Many properties (larger homes and any business premises and abive in the 
UK) are supplied with three phase electricity, which is 230v phase to 
neutral and 415v phase to phase. 120 Degree phase offset between the 
phases. Very potent (and useful!)

Our normal supply for residential is 230v phase to neutral, mostly as 
already mentioned  with N&PE joined at the cable entry to the property but 
some (e.g. pole fed) only have L and N provided and earth is via an earth 
rod (TT installation). RCD protection is mandatory in these circumstances 
(and essentially mandatory anyway now as increasingly regulations require 
more circuits to be protected). 30mA RCD protection for most circuits and 
100mA and / or time delay if upstream for discrimination.

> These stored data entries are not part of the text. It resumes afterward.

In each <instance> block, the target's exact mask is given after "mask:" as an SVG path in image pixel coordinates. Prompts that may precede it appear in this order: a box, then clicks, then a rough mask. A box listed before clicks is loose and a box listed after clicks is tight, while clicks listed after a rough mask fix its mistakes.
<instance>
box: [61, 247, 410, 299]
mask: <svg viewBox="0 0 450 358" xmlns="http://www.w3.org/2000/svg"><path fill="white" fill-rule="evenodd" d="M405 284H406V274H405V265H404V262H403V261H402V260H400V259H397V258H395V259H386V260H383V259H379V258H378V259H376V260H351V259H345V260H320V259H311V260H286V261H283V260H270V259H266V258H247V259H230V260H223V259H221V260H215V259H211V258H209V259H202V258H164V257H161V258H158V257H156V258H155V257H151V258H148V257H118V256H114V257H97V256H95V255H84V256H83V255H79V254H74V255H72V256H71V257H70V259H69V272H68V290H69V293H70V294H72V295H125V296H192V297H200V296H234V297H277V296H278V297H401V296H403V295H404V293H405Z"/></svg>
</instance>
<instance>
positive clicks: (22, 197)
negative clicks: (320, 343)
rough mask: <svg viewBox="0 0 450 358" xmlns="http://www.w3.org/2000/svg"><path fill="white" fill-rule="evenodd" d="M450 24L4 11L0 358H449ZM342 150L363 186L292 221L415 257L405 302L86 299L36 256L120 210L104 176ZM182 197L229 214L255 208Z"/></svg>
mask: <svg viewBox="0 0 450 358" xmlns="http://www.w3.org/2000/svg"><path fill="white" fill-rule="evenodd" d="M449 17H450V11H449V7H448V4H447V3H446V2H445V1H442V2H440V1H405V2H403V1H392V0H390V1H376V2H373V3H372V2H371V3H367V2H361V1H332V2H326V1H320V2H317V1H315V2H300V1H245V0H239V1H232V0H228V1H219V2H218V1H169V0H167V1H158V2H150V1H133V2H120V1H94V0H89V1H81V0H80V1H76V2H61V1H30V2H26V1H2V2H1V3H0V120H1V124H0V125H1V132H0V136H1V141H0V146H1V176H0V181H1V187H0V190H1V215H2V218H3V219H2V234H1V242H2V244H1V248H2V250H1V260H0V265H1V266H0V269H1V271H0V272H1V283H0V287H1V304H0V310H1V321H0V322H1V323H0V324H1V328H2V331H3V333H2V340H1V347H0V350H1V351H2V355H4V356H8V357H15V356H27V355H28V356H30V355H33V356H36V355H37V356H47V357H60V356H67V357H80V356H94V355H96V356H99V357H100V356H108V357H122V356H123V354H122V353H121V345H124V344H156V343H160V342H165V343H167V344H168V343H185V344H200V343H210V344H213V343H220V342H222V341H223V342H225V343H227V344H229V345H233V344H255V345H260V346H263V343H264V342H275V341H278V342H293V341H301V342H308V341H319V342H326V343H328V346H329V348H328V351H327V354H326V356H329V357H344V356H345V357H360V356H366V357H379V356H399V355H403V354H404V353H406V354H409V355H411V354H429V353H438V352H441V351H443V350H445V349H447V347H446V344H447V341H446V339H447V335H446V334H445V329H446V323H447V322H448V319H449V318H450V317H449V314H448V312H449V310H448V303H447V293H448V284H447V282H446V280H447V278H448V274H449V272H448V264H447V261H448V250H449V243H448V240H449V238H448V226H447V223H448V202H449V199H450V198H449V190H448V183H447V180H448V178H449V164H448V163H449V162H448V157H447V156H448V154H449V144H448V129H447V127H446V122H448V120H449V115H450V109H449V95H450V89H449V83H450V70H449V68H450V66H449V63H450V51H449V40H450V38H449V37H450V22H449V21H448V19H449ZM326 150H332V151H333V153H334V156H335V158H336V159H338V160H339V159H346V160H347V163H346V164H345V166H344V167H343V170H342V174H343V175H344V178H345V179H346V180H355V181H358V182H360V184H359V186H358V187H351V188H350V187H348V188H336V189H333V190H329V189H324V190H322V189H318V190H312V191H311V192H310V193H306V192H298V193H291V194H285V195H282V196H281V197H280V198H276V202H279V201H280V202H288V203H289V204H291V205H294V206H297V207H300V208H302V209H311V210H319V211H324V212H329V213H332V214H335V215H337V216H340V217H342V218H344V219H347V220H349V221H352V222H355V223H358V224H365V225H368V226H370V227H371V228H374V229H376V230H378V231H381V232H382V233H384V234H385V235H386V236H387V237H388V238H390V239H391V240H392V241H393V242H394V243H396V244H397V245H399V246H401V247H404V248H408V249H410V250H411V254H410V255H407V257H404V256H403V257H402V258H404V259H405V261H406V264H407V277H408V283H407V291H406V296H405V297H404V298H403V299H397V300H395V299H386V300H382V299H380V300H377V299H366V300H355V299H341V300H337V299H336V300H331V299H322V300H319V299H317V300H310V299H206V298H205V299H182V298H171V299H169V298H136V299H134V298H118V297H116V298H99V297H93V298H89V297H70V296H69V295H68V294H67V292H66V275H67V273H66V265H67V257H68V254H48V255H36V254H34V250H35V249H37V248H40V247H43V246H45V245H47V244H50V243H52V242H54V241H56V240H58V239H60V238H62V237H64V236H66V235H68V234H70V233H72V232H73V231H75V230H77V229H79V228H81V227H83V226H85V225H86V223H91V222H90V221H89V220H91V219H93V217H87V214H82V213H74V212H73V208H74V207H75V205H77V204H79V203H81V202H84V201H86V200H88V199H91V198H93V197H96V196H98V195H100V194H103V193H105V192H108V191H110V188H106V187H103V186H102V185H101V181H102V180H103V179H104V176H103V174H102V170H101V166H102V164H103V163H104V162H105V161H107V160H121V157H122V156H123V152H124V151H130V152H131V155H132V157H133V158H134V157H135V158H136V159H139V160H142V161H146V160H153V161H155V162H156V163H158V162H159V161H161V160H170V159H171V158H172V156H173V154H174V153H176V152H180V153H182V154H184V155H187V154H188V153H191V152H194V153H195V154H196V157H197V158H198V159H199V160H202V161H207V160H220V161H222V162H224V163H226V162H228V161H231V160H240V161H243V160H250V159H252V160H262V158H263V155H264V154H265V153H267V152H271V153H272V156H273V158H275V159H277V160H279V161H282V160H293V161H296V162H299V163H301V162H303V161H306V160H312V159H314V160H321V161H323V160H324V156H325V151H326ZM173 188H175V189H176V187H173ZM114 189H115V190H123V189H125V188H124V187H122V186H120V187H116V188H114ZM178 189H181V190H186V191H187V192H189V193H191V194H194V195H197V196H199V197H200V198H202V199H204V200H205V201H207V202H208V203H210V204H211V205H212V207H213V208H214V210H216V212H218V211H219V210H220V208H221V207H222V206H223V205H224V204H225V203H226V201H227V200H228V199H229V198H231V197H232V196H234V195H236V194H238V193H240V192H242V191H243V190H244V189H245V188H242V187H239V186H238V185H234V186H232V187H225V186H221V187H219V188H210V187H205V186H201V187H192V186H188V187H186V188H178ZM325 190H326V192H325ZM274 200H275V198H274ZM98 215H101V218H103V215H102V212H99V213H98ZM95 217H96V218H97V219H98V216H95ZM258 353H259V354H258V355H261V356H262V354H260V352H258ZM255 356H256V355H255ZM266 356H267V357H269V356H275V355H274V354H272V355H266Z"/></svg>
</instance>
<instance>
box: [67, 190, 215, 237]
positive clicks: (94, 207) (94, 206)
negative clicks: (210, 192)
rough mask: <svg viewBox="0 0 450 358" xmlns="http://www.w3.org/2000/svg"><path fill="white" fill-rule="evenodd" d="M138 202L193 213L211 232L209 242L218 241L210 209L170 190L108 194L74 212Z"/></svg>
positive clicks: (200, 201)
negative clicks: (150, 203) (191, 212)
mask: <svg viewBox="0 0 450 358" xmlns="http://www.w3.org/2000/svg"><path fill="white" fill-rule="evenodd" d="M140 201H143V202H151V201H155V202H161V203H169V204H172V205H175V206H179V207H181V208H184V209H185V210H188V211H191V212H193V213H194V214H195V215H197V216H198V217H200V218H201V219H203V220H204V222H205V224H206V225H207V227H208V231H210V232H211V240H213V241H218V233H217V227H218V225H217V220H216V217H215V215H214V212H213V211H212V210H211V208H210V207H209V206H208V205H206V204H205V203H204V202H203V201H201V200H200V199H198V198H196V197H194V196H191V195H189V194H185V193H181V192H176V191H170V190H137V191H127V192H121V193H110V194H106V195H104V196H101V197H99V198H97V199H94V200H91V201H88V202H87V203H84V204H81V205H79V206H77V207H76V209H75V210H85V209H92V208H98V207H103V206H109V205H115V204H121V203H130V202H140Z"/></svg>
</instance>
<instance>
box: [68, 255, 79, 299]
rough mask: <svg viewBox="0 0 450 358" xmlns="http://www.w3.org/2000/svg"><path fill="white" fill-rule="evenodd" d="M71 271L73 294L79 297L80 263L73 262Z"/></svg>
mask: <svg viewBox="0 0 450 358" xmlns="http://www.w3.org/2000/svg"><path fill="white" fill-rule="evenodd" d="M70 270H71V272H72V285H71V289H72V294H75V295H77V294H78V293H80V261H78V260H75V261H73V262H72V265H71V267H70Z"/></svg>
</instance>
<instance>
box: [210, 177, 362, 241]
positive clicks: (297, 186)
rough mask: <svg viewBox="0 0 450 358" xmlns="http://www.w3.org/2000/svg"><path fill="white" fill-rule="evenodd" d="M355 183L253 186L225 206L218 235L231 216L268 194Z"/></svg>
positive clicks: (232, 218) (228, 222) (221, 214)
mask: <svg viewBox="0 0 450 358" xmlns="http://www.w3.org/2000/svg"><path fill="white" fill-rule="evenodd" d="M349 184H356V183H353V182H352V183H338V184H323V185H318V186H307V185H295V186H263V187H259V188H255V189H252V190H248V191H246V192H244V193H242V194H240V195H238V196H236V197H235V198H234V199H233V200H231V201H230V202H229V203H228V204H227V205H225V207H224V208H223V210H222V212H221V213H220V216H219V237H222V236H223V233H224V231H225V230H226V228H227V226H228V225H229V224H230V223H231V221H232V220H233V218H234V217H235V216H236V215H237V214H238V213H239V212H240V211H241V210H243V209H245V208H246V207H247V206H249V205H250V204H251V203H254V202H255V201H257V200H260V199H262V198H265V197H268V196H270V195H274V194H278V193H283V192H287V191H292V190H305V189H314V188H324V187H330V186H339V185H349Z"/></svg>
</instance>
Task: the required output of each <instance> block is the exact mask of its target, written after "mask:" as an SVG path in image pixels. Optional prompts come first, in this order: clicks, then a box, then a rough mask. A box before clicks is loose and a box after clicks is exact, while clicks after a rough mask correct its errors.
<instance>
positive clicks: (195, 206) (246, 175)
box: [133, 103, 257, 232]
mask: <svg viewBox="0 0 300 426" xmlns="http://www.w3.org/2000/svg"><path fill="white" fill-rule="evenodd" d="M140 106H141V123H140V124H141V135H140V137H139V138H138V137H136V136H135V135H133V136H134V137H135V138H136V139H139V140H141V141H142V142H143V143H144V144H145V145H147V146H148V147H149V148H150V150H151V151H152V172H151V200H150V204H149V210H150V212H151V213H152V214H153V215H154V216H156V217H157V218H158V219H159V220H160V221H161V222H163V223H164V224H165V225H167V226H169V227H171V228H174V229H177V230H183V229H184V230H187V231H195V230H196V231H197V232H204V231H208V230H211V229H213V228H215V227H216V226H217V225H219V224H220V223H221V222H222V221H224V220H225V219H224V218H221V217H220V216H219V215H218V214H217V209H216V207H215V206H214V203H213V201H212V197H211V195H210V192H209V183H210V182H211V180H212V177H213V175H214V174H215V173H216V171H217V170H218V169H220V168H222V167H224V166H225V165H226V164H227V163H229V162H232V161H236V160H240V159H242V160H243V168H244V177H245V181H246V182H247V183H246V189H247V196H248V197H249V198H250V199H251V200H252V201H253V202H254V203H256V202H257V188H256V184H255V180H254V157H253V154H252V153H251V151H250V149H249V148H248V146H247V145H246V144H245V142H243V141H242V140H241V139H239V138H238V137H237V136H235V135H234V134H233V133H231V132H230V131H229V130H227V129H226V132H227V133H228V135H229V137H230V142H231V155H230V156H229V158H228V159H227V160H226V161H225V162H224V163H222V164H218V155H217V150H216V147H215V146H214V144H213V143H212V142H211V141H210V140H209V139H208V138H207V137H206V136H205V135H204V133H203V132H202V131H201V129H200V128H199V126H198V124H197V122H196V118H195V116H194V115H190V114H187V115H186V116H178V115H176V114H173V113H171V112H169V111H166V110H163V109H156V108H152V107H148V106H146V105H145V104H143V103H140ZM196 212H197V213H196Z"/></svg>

The rest of Europe is 220v, so a little lower than the UK, but we 
harmonised by being +6% and -10% tolerance while the rest of the EU is +/- 
10%.

The US way with 220v centre tapped is quite noval, but 3 phase is great for 
workshops as it gives great torque in motors, though modern VFD controllers 
bridge the gap mostly.



On Friday, 21 March 2025 at 23:51:21 UTC David Pye wrote:

Not just the UK - the whole EU is like that!

David 

On Fri, 21 Mar 2025, 23:40 gregebert wrote:

Wow! I had no idea the full 220V was present in the UK; that's a very 
dangerous voltage to touch. In the US, neutral is connected to GND at the 
point-of-entry to the building and there is also a grounding rod though the 
electrical code only requires a maximum of 25 ohms to Earth (it varies due 
to soil condition), and definitely wont suffice as a redundant neutral.